Frustrated by discolored drinking water pouring from their taps, four Compton residents filed a class-action lawsuit late Monday against their water provider, Sativa Los Angeles County Water District.
The lawsuit, filed at Los Angeles County Superior Court, accuses Sativa of failing to provide quality drinking water, misappropriating taxpayer dollars and causing a financial burden on its low-income customers in Compton and Willowbrook. It comes days before a crucial decision by county oversight officials on whether to dissolve the small public water district.
“Sativa mismanaged public funds by failing to use them for the intended purpose of maintaining and improving the water district’s infrastructure for the delivery of potable water,” the lawsuit alleges.
The claims in the suit echo some raised by oversight authorities about Sativa in recent years.

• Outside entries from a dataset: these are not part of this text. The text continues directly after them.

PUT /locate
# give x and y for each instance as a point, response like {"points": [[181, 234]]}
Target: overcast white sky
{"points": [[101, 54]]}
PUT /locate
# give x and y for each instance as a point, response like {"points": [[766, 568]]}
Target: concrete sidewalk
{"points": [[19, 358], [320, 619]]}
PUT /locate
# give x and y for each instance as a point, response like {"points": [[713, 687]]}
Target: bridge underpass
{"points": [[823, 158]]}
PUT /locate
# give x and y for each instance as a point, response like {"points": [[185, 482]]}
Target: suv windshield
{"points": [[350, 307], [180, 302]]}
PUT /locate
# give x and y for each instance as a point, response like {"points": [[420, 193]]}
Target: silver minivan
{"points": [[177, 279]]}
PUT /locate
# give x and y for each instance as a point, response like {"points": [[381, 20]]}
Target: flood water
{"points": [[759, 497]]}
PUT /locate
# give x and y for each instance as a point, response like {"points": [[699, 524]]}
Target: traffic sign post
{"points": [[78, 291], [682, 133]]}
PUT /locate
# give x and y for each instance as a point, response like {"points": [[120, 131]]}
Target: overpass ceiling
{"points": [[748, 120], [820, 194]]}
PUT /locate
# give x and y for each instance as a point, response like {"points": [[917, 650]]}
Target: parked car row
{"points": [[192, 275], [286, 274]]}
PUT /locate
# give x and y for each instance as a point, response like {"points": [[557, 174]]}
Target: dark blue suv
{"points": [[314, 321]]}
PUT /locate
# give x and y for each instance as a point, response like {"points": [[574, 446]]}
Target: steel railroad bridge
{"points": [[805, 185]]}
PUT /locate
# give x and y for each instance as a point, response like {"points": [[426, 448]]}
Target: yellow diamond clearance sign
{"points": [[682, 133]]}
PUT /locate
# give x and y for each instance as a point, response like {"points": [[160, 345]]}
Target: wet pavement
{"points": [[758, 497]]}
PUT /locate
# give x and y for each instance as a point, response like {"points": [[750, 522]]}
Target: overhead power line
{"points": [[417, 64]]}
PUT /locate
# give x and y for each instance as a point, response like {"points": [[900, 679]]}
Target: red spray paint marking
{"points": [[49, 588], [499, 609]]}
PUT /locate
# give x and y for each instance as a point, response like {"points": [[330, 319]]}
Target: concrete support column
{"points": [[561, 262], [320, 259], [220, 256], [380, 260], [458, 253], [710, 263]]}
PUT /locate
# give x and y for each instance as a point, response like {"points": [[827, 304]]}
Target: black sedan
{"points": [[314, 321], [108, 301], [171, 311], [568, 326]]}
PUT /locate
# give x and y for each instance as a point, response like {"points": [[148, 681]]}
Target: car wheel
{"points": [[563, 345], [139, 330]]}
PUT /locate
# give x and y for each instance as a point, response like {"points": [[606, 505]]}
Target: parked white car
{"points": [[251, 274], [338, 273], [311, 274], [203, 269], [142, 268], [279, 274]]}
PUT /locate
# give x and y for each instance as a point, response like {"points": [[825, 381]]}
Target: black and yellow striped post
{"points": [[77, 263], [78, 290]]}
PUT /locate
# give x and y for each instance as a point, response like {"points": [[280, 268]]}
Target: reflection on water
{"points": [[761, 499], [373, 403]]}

The district has been accused of financial instability, nepotism, poor maintenance and mismanagement. It has fended off two previous dissolution attempts by L.A. County’s Local Agency Formation Commission — the state-appointed body charged with monitoring special districts.

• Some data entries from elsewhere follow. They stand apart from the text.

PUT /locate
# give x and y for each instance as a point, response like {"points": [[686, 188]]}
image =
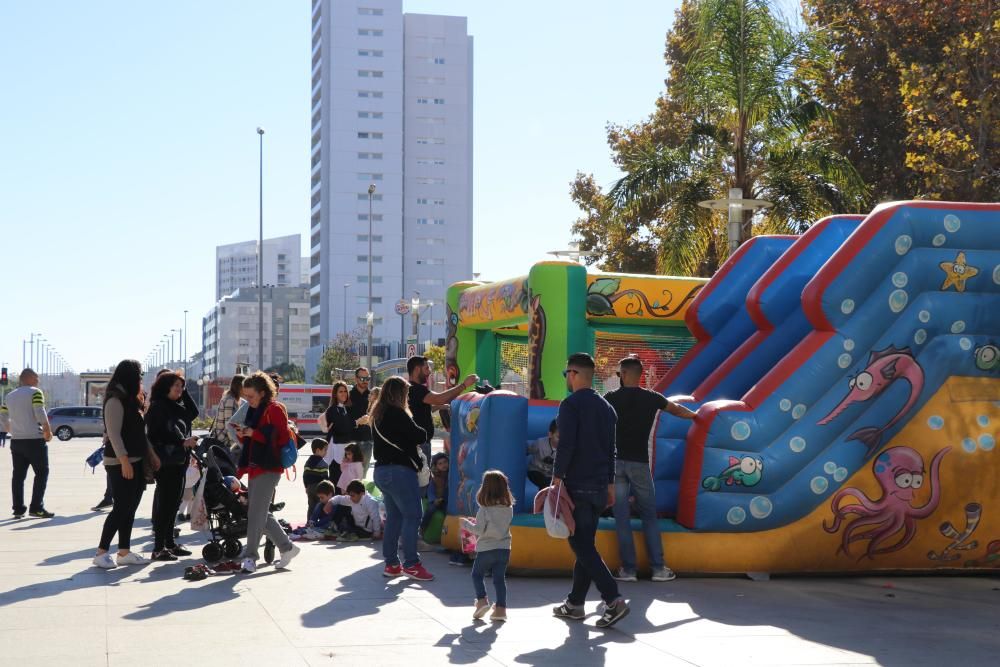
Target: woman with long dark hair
{"points": [[125, 448], [265, 433], [168, 427], [397, 460]]}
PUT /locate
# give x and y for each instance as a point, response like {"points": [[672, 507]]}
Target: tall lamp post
{"points": [[346, 285], [371, 311], [260, 259]]}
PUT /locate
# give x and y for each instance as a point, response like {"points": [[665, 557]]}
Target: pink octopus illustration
{"points": [[899, 471]]}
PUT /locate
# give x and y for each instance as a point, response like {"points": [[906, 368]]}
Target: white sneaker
{"points": [[287, 557], [132, 558], [105, 561]]}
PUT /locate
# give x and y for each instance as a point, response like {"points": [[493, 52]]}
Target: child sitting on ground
{"points": [[352, 466], [356, 514], [492, 528], [314, 472]]}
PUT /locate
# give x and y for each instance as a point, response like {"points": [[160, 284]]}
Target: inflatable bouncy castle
{"points": [[846, 384]]}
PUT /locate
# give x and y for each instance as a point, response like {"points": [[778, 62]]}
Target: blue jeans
{"points": [[637, 476], [402, 512], [495, 560], [589, 567]]}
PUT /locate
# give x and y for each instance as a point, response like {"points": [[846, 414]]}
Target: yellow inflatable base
{"points": [[961, 533]]}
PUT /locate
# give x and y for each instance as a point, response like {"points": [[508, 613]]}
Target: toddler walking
{"points": [[492, 530]]}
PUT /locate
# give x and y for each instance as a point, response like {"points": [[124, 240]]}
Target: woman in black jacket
{"points": [[168, 426], [397, 460], [125, 449]]}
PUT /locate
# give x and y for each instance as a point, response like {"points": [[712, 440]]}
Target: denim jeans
{"points": [[637, 476], [495, 560], [589, 567], [402, 512]]}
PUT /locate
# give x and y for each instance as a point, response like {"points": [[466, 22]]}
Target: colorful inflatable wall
{"points": [[846, 382]]}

The commission meets Wednesday to consider initiating its third attempt to dissolve the district.
That decision will come amid mounting complaints by residents of discolored water that smells of chlorine or rust. Residents said the water stains white clothes and forces them to purchase bottled water with which to drink, cook and bathe, according to the lawsuit.
The plaintiffs include four mothers who said they are affected by water problems dating as far back as five years.

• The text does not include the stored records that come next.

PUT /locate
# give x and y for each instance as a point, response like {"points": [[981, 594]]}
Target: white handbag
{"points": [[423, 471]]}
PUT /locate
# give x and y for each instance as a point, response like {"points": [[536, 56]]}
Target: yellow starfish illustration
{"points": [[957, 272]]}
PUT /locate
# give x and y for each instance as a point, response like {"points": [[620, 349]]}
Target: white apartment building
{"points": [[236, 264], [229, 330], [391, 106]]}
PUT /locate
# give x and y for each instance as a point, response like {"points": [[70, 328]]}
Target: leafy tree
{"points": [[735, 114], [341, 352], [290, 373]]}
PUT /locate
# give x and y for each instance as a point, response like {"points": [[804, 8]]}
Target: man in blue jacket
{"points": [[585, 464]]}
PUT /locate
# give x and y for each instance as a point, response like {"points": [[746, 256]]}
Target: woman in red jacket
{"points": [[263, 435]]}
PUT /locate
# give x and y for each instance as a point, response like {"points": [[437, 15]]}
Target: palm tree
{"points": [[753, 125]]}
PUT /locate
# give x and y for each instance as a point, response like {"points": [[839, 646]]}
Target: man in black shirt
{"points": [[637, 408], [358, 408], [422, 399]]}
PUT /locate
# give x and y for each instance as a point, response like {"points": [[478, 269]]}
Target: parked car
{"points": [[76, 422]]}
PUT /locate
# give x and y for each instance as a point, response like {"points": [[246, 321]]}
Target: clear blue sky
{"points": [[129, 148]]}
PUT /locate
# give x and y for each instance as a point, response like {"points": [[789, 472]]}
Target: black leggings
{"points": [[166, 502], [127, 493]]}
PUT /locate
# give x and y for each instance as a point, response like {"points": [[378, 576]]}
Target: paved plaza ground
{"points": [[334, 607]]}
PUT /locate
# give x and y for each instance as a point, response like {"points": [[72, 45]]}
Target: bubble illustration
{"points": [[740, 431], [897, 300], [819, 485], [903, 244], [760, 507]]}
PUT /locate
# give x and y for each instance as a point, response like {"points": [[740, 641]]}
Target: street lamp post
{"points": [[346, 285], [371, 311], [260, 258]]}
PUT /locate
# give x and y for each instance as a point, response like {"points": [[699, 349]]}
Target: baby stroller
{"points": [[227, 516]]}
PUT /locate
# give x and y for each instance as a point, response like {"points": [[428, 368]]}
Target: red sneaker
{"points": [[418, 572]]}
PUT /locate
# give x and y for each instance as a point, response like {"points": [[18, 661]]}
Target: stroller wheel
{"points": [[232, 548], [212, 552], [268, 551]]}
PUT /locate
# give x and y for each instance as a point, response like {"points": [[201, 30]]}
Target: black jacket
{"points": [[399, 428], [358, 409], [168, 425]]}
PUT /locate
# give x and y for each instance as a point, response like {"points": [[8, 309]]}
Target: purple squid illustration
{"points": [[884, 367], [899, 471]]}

“It’s a wake-up call for everybody, even for those who [oversee] the district,” said Martha Barajas, one of the plaintiffs. “Maybe people will listen to us now.
“We’ve given Sativa plenty of time to fix the problems,” she added.
The 1,600 households served by Sativa pay a flat rate of $65 a month, adding up to nearly $1.3 million in annual revenue.
Sativa says it lacks the estimated $10 million to $15 million needed to upgrade the 70-year-old pipes it blames for depositing manganese in drinking water, which can make faucets run brown.
The lawsuit states Sativa “miserably failed again and again” to meet state clean drinking waters standards. It points to a compliance order from the State Water Resources Control Board last month that said Sativa violated the state’s health and safety code when it neglected to maintain the minimum water pressure, delivered “muddy water” and did not engage in proper flushing.
The order said water tested from Sativa wells, faucets and hoses contained higher-than-normal levels of manganese and was sometimes cloudier than standards allow. The state water board noted that from March 2017 to May 2018, Sativa received at least 97 complaints of brown water from customers.
In addition to dirty drinking water, Sativa has come under fire after The Times reported allegations that the district had hired paid supporters to attend a forum to address the problem. Sativa’s board and its administrative manager, Maria Rachelle Garza, strongly denied any involvement. Days later, Garza was placed on leave.
The defendants in the lawsuit are Sativa and its five board members: Luis Landeros, Christina Casillas, Juan Aguilar, Roxsana Zepeda and Lucia Castrellon. They could not immediately be reached for comment.